As originally envisioned, it was supposed to be,
relatively speaking, a quite 100 day deployment to Afghanistan, for the sniper
team leader of the 3rd Ranger Battalion. The very personal story that Nicholas
Irving details in The Reaper –
Autobiography of One of the Deadliest Special Ops Snipers, turns out to be
anything but quiet.
Irving and the 3rd were sent to what had
been a quiet corner of the War on Terror, but their turn in the theater seems
to coincide with a heating up in the action; at the start of the story, their
boots barely on the ground and they were dropped into an assignment that would
earn Irving his first two confirmed kills.
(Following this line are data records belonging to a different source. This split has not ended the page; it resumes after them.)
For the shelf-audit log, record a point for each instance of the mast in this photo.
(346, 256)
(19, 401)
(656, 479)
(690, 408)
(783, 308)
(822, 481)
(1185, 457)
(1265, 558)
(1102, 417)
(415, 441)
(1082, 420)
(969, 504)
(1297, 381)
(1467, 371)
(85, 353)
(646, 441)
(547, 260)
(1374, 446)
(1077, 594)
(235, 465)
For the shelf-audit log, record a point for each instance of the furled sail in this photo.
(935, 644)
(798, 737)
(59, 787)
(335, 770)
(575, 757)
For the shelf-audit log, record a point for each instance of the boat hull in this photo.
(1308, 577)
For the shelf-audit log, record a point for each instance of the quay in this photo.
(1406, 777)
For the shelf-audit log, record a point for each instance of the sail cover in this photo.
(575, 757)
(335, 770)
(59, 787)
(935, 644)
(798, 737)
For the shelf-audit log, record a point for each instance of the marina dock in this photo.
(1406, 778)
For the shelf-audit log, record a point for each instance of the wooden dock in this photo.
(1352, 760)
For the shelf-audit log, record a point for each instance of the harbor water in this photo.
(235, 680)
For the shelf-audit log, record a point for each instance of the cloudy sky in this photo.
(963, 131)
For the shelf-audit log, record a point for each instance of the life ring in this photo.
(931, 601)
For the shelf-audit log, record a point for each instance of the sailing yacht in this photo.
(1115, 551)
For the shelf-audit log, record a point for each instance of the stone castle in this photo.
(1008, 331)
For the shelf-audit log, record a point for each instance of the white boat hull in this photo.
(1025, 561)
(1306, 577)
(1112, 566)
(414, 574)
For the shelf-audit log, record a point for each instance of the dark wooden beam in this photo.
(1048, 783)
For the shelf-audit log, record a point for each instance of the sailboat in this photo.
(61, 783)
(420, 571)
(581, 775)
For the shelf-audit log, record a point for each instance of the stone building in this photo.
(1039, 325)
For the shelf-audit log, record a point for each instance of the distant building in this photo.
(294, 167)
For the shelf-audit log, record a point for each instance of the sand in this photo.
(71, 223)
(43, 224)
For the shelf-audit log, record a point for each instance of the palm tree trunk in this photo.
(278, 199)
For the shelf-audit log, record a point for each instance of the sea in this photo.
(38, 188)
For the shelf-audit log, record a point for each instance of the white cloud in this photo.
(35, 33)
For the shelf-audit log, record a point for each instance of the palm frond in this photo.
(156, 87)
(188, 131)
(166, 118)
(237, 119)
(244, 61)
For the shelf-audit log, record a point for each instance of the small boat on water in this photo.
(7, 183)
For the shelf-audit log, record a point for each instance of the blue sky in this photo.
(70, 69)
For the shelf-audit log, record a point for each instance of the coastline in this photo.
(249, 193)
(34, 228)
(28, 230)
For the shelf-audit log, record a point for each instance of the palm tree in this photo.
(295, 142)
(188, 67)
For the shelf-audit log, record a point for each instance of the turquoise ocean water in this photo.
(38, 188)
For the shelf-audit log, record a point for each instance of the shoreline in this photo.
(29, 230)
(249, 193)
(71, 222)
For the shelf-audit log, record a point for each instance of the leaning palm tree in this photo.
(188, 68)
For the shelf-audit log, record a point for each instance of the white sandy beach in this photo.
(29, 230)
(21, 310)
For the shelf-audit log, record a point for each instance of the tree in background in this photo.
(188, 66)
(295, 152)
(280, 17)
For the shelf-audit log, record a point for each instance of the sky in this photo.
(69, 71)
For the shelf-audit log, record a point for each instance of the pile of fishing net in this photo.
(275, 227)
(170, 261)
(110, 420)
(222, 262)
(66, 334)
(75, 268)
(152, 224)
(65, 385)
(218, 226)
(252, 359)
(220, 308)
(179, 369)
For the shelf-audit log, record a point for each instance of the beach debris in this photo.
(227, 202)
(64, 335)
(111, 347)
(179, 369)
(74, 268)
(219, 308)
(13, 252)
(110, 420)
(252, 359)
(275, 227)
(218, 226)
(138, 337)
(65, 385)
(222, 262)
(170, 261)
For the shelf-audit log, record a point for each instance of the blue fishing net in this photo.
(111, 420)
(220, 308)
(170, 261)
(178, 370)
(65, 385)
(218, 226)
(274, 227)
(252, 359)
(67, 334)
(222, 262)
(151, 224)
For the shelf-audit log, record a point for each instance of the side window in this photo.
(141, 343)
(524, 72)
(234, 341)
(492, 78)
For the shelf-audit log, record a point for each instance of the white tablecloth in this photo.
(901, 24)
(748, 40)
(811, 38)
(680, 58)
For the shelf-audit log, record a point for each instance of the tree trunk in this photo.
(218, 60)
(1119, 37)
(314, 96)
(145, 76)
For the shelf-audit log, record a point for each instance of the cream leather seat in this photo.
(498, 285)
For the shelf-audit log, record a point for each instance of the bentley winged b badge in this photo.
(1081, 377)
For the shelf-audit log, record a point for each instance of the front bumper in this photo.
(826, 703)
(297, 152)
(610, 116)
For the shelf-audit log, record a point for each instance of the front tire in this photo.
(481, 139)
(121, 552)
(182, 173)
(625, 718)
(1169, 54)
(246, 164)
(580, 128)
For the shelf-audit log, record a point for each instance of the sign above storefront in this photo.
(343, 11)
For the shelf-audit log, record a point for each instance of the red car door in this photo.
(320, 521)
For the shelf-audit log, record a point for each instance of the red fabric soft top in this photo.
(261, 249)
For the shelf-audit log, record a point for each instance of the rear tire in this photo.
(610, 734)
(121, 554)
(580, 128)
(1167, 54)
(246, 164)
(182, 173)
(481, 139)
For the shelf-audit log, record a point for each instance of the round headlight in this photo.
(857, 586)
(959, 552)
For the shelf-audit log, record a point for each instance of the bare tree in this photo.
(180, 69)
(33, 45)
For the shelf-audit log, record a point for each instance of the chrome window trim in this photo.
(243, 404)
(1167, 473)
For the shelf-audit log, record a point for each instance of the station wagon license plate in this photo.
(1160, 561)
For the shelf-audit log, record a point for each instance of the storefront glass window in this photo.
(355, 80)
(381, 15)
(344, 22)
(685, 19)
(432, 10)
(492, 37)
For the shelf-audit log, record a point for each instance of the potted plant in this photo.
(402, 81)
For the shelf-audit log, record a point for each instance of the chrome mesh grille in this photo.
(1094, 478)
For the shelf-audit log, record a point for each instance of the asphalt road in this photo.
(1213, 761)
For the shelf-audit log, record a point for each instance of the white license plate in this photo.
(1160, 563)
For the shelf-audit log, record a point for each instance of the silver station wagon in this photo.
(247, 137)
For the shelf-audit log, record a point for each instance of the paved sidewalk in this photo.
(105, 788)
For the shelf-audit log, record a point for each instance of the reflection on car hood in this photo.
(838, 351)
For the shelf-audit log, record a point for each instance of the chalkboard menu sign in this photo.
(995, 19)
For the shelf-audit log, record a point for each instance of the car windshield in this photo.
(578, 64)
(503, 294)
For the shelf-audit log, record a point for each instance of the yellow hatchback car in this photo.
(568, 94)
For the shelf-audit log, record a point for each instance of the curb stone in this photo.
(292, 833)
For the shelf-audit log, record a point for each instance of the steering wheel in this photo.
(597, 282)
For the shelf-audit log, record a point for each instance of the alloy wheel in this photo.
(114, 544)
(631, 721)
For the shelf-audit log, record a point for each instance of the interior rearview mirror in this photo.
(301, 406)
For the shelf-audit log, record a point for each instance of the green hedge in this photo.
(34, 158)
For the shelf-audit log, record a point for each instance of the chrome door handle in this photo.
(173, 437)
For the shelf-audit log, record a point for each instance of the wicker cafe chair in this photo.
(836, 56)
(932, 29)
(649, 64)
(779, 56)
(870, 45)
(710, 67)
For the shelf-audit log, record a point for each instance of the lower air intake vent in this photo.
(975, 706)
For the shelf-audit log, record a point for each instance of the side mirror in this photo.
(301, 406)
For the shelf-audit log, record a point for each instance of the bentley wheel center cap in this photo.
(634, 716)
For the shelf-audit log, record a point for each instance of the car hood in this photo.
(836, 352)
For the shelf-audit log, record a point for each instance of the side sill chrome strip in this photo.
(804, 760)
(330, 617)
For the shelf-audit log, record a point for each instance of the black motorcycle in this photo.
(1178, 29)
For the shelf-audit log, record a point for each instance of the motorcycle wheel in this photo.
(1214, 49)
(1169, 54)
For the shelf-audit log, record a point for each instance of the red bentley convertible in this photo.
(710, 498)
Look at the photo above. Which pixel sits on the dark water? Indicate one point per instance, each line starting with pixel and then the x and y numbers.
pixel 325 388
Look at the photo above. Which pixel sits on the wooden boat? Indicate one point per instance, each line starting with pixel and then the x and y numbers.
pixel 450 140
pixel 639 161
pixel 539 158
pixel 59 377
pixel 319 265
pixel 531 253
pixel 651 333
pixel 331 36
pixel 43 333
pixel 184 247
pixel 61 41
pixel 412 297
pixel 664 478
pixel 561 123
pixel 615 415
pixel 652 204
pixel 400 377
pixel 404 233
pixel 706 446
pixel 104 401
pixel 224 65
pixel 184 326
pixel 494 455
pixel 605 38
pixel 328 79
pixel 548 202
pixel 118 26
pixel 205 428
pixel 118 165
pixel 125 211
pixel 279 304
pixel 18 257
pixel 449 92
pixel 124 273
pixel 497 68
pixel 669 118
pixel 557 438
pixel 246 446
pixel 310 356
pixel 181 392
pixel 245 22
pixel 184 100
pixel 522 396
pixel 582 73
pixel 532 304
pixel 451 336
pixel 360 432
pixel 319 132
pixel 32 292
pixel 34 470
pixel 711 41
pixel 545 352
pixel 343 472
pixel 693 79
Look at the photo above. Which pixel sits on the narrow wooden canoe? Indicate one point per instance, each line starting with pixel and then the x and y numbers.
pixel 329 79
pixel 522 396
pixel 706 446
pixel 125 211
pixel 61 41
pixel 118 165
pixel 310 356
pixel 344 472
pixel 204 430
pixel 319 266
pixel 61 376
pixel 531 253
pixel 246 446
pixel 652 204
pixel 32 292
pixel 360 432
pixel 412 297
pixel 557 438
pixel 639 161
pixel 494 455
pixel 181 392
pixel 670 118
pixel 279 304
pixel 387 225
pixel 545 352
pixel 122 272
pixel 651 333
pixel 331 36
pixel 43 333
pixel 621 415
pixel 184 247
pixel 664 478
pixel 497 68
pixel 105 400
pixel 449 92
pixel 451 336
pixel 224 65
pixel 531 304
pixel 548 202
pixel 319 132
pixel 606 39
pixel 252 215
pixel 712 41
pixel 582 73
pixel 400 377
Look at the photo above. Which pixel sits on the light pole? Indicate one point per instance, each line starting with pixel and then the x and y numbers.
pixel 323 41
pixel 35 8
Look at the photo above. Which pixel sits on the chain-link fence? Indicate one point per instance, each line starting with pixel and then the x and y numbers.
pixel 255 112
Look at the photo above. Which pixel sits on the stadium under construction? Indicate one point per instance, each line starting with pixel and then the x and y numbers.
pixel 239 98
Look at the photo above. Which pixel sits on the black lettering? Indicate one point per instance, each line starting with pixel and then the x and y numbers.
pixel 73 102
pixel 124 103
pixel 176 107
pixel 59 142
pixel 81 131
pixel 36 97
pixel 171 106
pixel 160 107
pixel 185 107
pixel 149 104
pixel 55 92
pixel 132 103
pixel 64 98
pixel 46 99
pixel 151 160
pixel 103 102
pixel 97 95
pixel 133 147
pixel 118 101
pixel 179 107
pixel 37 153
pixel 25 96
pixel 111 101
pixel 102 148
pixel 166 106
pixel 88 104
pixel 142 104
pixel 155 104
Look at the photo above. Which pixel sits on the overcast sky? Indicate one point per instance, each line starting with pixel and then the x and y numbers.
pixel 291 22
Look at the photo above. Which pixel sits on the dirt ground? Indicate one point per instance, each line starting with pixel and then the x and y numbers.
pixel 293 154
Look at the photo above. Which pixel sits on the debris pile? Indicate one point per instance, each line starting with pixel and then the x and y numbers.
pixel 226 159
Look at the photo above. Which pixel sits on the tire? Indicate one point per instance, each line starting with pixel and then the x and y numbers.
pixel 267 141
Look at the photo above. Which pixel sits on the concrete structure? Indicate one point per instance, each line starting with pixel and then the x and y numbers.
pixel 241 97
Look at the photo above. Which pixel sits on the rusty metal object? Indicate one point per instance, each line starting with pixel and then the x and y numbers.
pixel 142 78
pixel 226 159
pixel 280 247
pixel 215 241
While many of the books in this genre center on a
particular battle or the process of becoming a sniper/SEAL/Ranger, Irving
places his focus on telling his war stories. The conversational style really
lends itself to the audiobook form which makes it all the more compelling.
Irving delivers a very real insiders point of view; chock full of realistic
emotions, the bravado of war; even to the point of the ridiculous with rumors
of hundreds of kills to his credit.
The reality was still a record breaking 33 confirmed
kills. His motivation wasn’t what some bloodthirsty psychosis that some
anti-war liberals might have you believe, but the very personal desire to
protect “my guys” by taking out the bad guys who wanted to do them harm. The
very real role of the over watch snipers is a protective one; every bad guy
taken out, saves lives.
Irving’s story about finding himself squarely in the
crosshairs of a prolific enemy sniper dubbed the Chechen, makes for thrilling listening and really puts things
into a different perspective. Irving certainly comes off a normal guy, not the
larger than life image often projected in stories about these spec ops
warriors, which makes these stories even more realistic.